The instantiation of a workflow template runs the workflow defined by the template. Multiple instantiations of a template are supported—you can run a workflow multiple times.

gcloud command

gcloud dataproc workflow-templates instantiate template-id \
    --region=region

The command returns an operation ID, which you can use to track workflow status.

Example command and output:
gcloud beta dataproc workflow-templates instantiate my-template-id \
    --region=us-central1
...
WorkflowTemplate [my-template-id] RUNNING
...
Created cluster: my-template-id-rg544az7mpbfa.
Job ID teragen-rg544az7mpbfa RUNNING
Job ID teragen-rg544az7mpbfa COMPLETED
Job ID terasort-rg544az7mpbfa RUNNING
Job ID terasort-rg544az7mpbfa COMPLETED
Job ID teravalidate-rg544az7mpbfa RUNNING
Job ID teravalidate-rg544az7mpbfa COMPLETED
...
Deleted cluster: my-template-id-rg544az7mpbfa.
WorkflowTemplate [my-template-id] DONE

REST API

See workflowTemplates.instantiate.

Console

You can view existing workflow templates and instantiated workflows from the Dataproc Workflows page in Google Cloud console.

Workflow job failures

A failure in any job in a workflow will cause the workflow to fail. Dataproc will seek to mitigate the effect of failures by causing all concurrently executing jobs to fail and preventing subsequent jobs from starting.

Monitoring and listing a workflow

gcloud command

To monitor a workflow:

gcloud dataproc operations describe operation-id \
    --region=region

Note: The operation-id is returned when you instantiate the workflow with gcloud dataproc workflow-templates instantiate (see Running a workflow).

To list workflow status:

gcloud dataproc operations list \
    --region=region \
    --filter="labels.goog-dataproc-operation-type=WORKFLOW AND status.state=RUNNING"

REST API

To monitor a workflow, use the Dataproc operations.get API.

To list running workflows, use the Dataproc operations.list API with a label filter.

Console

You can view existing workflow templates and instantiated workflows from the Dataproc Workflows page in Google Cloud console.

Terminating a workflow

You can end a workflow using the Google Cloud CLI or by calling the Dataproc API.

gcloud command

gcloud dataproc operations cancel operation-id \
    --region=region
Note: The operation-id that is returned when you instantiate the workflow with gcloud dataproc workflow-templates instantiate (see Running a workflow).

REST API

See operations.cancel API.

Console

You can view existing workflow templates and instantiated workflows from the Dataproc Workflows page in Google Cloud console.

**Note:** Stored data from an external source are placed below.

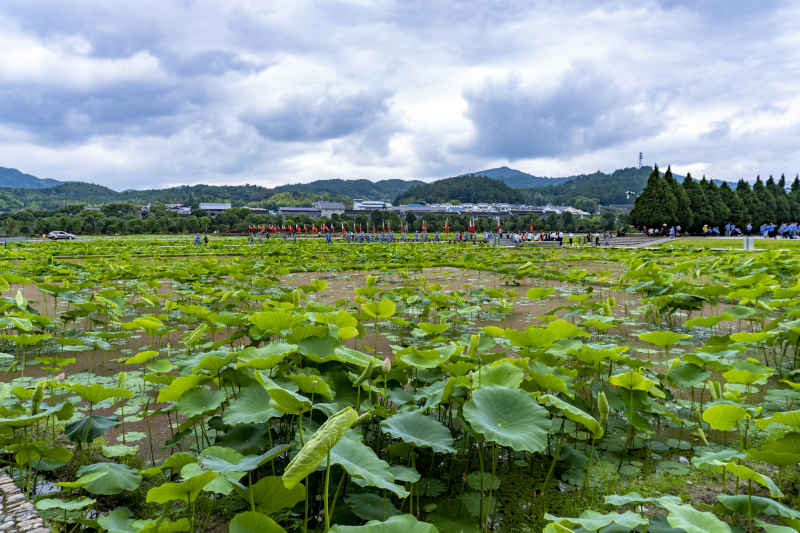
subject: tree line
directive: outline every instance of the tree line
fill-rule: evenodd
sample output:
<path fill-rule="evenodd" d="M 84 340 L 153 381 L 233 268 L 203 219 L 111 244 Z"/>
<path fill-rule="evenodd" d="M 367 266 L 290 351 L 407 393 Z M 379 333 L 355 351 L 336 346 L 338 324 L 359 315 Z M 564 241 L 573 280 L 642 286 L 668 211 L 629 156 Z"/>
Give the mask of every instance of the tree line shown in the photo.
<path fill-rule="evenodd" d="M 788 189 L 788 190 L 787 190 Z M 690 233 L 701 233 L 703 226 L 722 228 L 735 224 L 740 229 L 749 223 L 754 228 L 774 222 L 800 221 L 800 178 L 787 188 L 786 178 L 756 178 L 752 187 L 739 180 L 735 187 L 727 182 L 719 186 L 705 176 L 697 181 L 686 174 L 679 183 L 667 167 L 661 175 L 658 167 L 650 173 L 642 193 L 630 213 L 634 226 L 681 226 Z"/>
<path fill-rule="evenodd" d="M 253 225 L 300 226 L 311 230 L 314 225 L 332 226 L 337 232 L 342 224 L 348 231 L 371 231 L 391 228 L 400 231 L 400 224 L 408 225 L 411 232 L 420 231 L 423 221 L 429 232 L 443 231 L 445 222 L 451 232 L 467 231 L 470 221 L 475 221 L 476 231 L 496 231 L 494 218 L 473 218 L 470 215 L 426 213 L 418 216 L 408 213 L 404 217 L 393 211 L 376 210 L 369 214 L 333 215 L 330 218 L 312 219 L 307 215 L 281 217 L 254 214 L 249 209 L 232 208 L 219 215 L 210 216 L 202 210 L 193 210 L 189 216 L 178 215 L 164 204 L 151 205 L 142 213 L 138 206 L 126 203 L 109 203 L 100 208 L 87 209 L 83 205 L 69 205 L 57 209 L 22 209 L 0 215 L 0 235 L 35 236 L 50 231 L 68 231 L 76 235 L 135 235 L 135 234 L 191 234 L 240 233 L 247 234 Z M 627 215 L 620 211 L 604 210 L 596 215 L 578 218 L 570 213 L 550 214 L 546 217 L 514 215 L 501 220 L 503 231 L 528 231 L 533 222 L 534 231 L 602 231 L 613 230 L 627 224 Z"/>

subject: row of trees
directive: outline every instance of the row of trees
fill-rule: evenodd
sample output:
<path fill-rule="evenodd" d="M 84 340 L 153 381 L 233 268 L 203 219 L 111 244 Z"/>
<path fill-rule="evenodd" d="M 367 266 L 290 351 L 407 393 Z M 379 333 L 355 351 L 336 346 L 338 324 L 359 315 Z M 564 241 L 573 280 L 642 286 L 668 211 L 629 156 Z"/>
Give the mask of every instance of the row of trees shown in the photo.
<path fill-rule="evenodd" d="M 403 219 L 391 211 L 372 211 L 369 215 L 333 215 L 331 218 L 311 219 L 299 215 L 283 219 L 277 215 L 255 215 L 249 209 L 233 208 L 215 217 L 197 210 L 190 216 L 180 216 L 170 211 L 163 204 L 151 206 L 147 214 L 141 214 L 139 208 L 124 203 L 113 203 L 97 209 L 86 209 L 81 205 L 72 205 L 53 210 L 23 209 L 0 216 L 0 235 L 41 235 L 54 230 L 68 231 L 76 235 L 132 235 L 132 234 L 181 234 L 181 233 L 242 233 L 248 232 L 251 225 L 281 226 L 286 224 L 318 227 L 322 224 L 333 226 L 341 231 L 342 224 L 348 230 L 363 230 L 377 227 L 391 228 L 400 231 L 401 222 L 408 224 L 409 231 L 422 229 L 425 222 L 428 231 L 443 231 L 447 221 L 450 231 L 466 231 L 472 217 L 466 215 L 425 214 L 418 217 L 408 213 Z M 540 218 L 537 216 L 515 215 L 501 222 L 503 231 L 527 231 L 531 221 L 535 231 L 598 231 L 614 229 L 627 224 L 624 213 L 612 210 L 597 215 L 577 218 L 570 213 L 551 214 Z M 477 218 L 476 230 L 495 231 L 497 221 L 493 218 Z"/>
<path fill-rule="evenodd" d="M 735 188 L 722 182 L 719 186 L 705 177 L 700 181 L 687 174 L 683 183 L 672 176 L 668 167 L 662 176 L 653 169 L 630 213 L 631 224 L 641 227 L 680 225 L 692 233 L 703 226 L 735 224 L 740 229 L 750 223 L 754 228 L 774 222 L 800 221 L 800 178 L 795 177 L 787 191 L 786 178 L 766 182 L 757 177 L 751 187 L 740 180 Z"/>

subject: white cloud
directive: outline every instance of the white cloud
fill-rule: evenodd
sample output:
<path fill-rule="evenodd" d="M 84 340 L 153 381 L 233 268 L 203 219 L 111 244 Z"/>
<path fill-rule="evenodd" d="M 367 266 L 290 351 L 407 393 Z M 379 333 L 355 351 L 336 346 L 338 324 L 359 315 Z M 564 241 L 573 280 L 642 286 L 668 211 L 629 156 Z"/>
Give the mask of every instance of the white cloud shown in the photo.
<path fill-rule="evenodd" d="M 275 185 L 569 175 L 641 150 L 714 177 L 794 175 L 798 20 L 772 0 L 6 0 L 0 166 Z M 552 123 L 527 131 L 532 113 Z"/>

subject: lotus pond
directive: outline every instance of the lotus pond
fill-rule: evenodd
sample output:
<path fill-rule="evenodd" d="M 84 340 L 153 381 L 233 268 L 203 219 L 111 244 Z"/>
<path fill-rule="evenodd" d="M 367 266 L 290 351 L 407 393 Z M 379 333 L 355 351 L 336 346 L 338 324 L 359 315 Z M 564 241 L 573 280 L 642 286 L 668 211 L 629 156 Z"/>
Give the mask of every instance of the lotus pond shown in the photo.
<path fill-rule="evenodd" d="M 54 531 L 800 530 L 800 261 L 0 248 L 0 460 Z"/>

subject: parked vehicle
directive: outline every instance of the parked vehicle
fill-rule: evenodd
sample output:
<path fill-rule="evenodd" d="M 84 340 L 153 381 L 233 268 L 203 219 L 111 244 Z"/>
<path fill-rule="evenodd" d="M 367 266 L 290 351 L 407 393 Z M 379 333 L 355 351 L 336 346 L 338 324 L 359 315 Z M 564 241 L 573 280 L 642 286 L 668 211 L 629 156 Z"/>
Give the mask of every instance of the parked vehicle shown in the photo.
<path fill-rule="evenodd" d="M 47 234 L 47 238 L 54 241 L 61 239 L 67 239 L 71 241 L 72 239 L 75 238 L 75 235 L 73 235 L 72 233 L 67 233 L 66 231 L 51 231 L 50 233 Z"/>

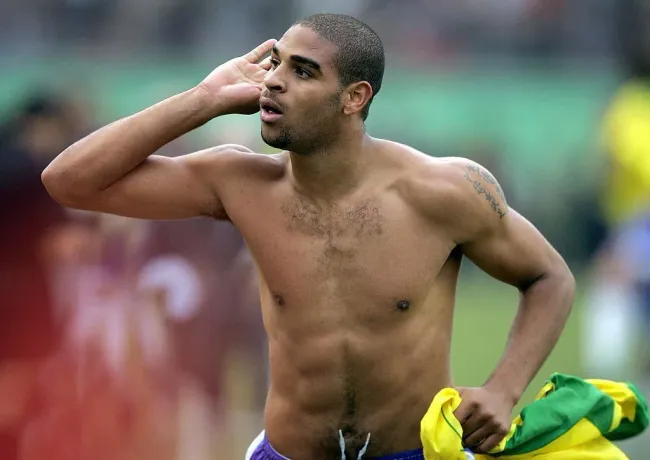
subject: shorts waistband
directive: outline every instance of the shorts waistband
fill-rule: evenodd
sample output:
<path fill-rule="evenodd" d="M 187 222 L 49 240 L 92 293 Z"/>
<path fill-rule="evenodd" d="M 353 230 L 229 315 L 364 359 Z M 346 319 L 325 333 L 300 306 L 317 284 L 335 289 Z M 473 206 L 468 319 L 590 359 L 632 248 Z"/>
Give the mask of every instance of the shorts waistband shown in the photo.
<path fill-rule="evenodd" d="M 271 443 L 269 442 L 269 440 L 266 439 L 266 436 L 264 436 L 264 441 L 262 441 L 262 450 L 266 455 L 268 455 L 271 458 L 271 460 L 291 460 L 288 457 L 285 457 L 284 455 L 276 451 L 271 445 Z"/>
<path fill-rule="evenodd" d="M 424 460 L 424 451 L 422 449 L 409 450 L 399 454 L 390 454 L 383 457 L 373 457 L 368 460 Z"/>
<path fill-rule="evenodd" d="M 271 443 L 269 442 L 269 440 L 266 439 L 266 436 L 264 437 L 264 440 L 262 441 L 262 445 L 260 447 L 262 448 L 264 453 L 269 457 L 269 460 L 290 460 L 289 458 L 285 457 L 284 455 L 276 451 L 271 445 Z M 400 452 L 397 454 L 385 455 L 382 457 L 372 457 L 372 458 L 368 458 L 367 460 L 424 460 L 424 450 L 421 448 L 413 449 L 406 452 Z"/>

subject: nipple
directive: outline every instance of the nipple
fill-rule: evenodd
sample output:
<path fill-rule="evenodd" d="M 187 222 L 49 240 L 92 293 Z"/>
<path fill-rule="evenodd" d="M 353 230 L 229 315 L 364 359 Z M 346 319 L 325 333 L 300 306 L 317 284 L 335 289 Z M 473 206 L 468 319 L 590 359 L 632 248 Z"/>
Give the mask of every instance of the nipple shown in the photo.
<path fill-rule="evenodd" d="M 411 307 L 411 303 L 408 300 L 400 300 L 397 302 L 397 309 L 400 311 L 406 311 Z"/>

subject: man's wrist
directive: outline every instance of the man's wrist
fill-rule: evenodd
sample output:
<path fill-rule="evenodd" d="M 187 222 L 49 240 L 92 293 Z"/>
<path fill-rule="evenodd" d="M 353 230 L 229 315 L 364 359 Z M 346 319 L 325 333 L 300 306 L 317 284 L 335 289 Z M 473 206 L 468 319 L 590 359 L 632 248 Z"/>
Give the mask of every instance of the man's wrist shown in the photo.
<path fill-rule="evenodd" d="M 490 377 L 483 387 L 491 392 L 502 394 L 504 398 L 512 402 L 513 406 L 516 406 L 517 403 L 519 403 L 519 400 L 526 389 L 525 386 L 522 388 L 521 384 L 519 384 L 516 379 L 505 378 L 498 375 Z"/>
<path fill-rule="evenodd" d="M 206 88 L 203 83 L 199 83 L 192 88 L 190 93 L 192 98 L 196 100 L 198 107 L 200 107 L 201 115 L 205 117 L 206 122 L 228 113 L 228 107 L 223 96 Z"/>

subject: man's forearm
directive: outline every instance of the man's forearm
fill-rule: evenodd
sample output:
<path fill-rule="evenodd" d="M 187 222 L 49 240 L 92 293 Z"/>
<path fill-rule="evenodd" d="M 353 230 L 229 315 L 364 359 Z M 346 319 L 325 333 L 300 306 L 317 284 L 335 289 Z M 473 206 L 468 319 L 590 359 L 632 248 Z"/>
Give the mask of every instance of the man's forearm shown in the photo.
<path fill-rule="evenodd" d="M 555 347 L 571 311 L 574 291 L 568 269 L 549 273 L 522 291 L 506 350 L 486 386 L 519 401 Z"/>
<path fill-rule="evenodd" d="M 57 184 L 102 190 L 158 149 L 220 115 L 222 108 L 200 88 L 170 97 L 107 125 L 68 147 L 45 170 Z"/>

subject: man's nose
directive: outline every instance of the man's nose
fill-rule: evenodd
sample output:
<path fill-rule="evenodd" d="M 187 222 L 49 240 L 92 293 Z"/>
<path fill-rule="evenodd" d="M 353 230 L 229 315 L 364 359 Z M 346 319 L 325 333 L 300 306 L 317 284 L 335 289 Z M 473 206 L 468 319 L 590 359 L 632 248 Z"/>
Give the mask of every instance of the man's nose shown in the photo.
<path fill-rule="evenodd" d="M 269 70 L 264 78 L 264 86 L 266 86 L 271 91 L 284 92 L 287 89 L 287 85 L 282 77 L 281 73 L 278 71 L 278 68 Z"/>

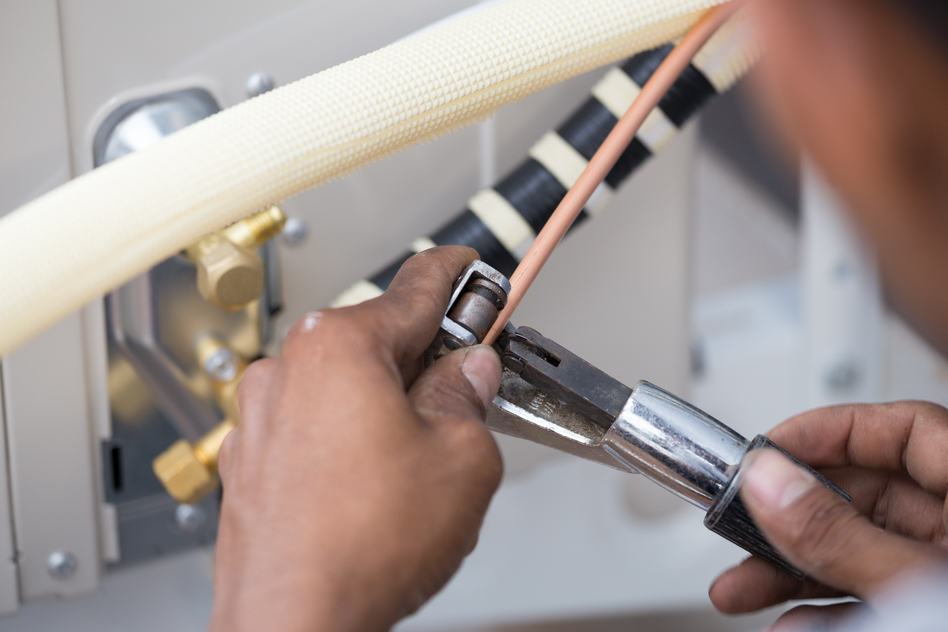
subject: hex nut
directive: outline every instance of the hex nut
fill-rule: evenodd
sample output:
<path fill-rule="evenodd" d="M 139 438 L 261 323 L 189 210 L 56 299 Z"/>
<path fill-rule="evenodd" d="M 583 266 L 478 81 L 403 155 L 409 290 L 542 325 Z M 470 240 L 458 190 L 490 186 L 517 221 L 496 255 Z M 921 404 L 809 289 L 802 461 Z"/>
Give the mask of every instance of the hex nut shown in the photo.
<path fill-rule="evenodd" d="M 256 253 L 222 238 L 202 251 L 195 261 L 197 287 L 209 302 L 236 311 L 263 293 L 263 262 Z"/>
<path fill-rule="evenodd" d="M 216 473 L 198 459 L 184 439 L 159 454 L 152 468 L 171 497 L 185 505 L 193 505 L 217 488 Z"/>

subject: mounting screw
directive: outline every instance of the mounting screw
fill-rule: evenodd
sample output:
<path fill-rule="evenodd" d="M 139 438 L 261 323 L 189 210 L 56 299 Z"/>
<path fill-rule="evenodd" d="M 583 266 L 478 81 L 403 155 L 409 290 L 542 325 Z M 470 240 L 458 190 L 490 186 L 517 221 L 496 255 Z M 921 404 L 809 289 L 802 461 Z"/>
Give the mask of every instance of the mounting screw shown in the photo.
<path fill-rule="evenodd" d="M 274 86 L 273 77 L 265 72 L 258 72 L 247 79 L 247 96 L 251 99 L 259 97 L 261 94 L 273 90 Z"/>
<path fill-rule="evenodd" d="M 194 533 L 207 522 L 207 513 L 197 505 L 178 505 L 174 510 L 174 521 L 182 531 Z"/>
<path fill-rule="evenodd" d="M 280 231 L 280 243 L 288 248 L 302 246 L 309 237 L 309 224 L 302 217 L 291 217 Z"/>
<path fill-rule="evenodd" d="M 221 347 L 204 361 L 204 370 L 215 382 L 230 382 L 237 377 L 237 358 L 233 351 Z"/>
<path fill-rule="evenodd" d="M 839 362 L 829 368 L 823 383 L 833 391 L 848 391 L 855 388 L 861 378 L 859 367 L 852 362 Z"/>
<path fill-rule="evenodd" d="M 46 570 L 54 579 L 69 579 L 79 562 L 68 551 L 55 551 L 46 559 Z"/>

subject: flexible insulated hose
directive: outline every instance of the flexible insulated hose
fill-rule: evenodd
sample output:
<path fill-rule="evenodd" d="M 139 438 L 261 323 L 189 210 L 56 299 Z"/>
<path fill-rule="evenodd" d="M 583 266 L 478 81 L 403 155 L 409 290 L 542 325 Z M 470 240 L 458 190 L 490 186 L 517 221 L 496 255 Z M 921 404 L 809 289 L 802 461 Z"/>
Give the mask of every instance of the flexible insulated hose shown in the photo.
<path fill-rule="evenodd" d="M 203 235 L 680 37 L 720 1 L 510 0 L 76 178 L 0 220 L 0 355 Z"/>
<path fill-rule="evenodd" d="M 666 44 L 610 69 L 593 87 L 589 99 L 556 130 L 537 141 L 516 169 L 493 187 L 475 194 L 466 209 L 429 237 L 416 239 L 389 265 L 349 287 L 332 306 L 352 305 L 380 295 L 409 257 L 434 246 L 474 248 L 484 262 L 509 277 L 566 191 L 671 49 L 672 45 Z M 615 189 L 671 142 L 712 97 L 729 90 L 751 68 L 757 55 L 747 16 L 739 14 L 701 48 L 645 120 L 573 227 L 604 210 Z"/>

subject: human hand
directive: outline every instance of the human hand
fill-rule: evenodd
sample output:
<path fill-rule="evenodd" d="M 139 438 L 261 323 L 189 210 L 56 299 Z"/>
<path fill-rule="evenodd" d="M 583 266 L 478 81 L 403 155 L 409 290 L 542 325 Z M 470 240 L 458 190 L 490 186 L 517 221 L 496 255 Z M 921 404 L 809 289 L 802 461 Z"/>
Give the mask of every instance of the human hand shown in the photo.
<path fill-rule="evenodd" d="M 871 599 L 896 577 L 948 560 L 948 410 L 925 402 L 836 406 L 794 417 L 768 436 L 852 494 L 853 503 L 776 451 L 748 454 L 741 498 L 807 579 L 749 558 L 711 586 L 718 610 L 752 612 L 791 599 Z M 831 629 L 855 607 L 802 606 L 773 629 L 813 623 Z"/>
<path fill-rule="evenodd" d="M 483 419 L 489 347 L 427 371 L 452 285 L 476 259 L 436 248 L 388 291 L 308 314 L 255 362 L 220 453 L 212 630 L 383 630 L 471 552 L 502 464 Z"/>

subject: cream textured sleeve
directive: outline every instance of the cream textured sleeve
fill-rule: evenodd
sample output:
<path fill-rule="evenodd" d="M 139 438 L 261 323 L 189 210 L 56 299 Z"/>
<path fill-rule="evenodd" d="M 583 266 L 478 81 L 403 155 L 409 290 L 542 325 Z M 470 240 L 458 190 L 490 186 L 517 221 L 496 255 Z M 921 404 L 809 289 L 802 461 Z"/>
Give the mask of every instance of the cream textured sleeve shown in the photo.
<path fill-rule="evenodd" d="M 510 0 L 78 177 L 0 220 L 0 355 L 207 233 L 678 38 L 721 1 Z"/>

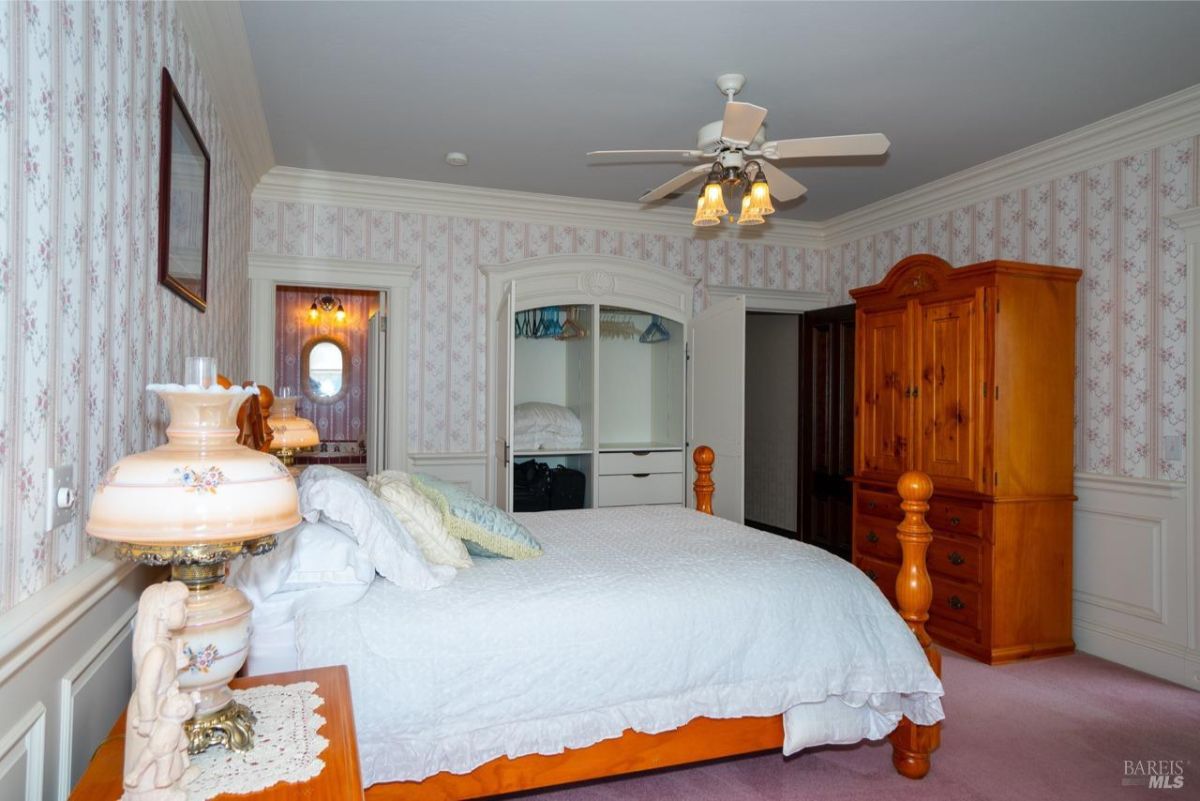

Updating a workflow template

Updates do not affect running workflows. The new template version will only apply to new workflows.

gcloud command

Workflow templates can be updated by issuing new gcloud workflow-templates commands that reference an existing workflow template-id:

to an existing workflow template.

REST API

To make an update to a template with the REST API:

  1. Call workflowTemplates.get, which returns the current template with the version field filled in with the current server version.
  2. Make updates to the fetched template.
  3. Call workflowTemplates.update with the updated template.

Console

You can view existing workflow templates and instantiated workflows from the Dataproc Workflows page in Google Cloud console.

Deleting a workflow template

gcloud command

gcloud dataproc workflow-templates delete template-id \
    --region=region

Note: The operation-id that is returned when you instantiate the workflow with gcloud dataproc workflow-templates instantiate (see Running a workflow).

REST API

See workflowTemplates.delete.

Console

You can view existing workflow templates and instantiated workflows from the Dataproc Workflows page in Google Cloud console.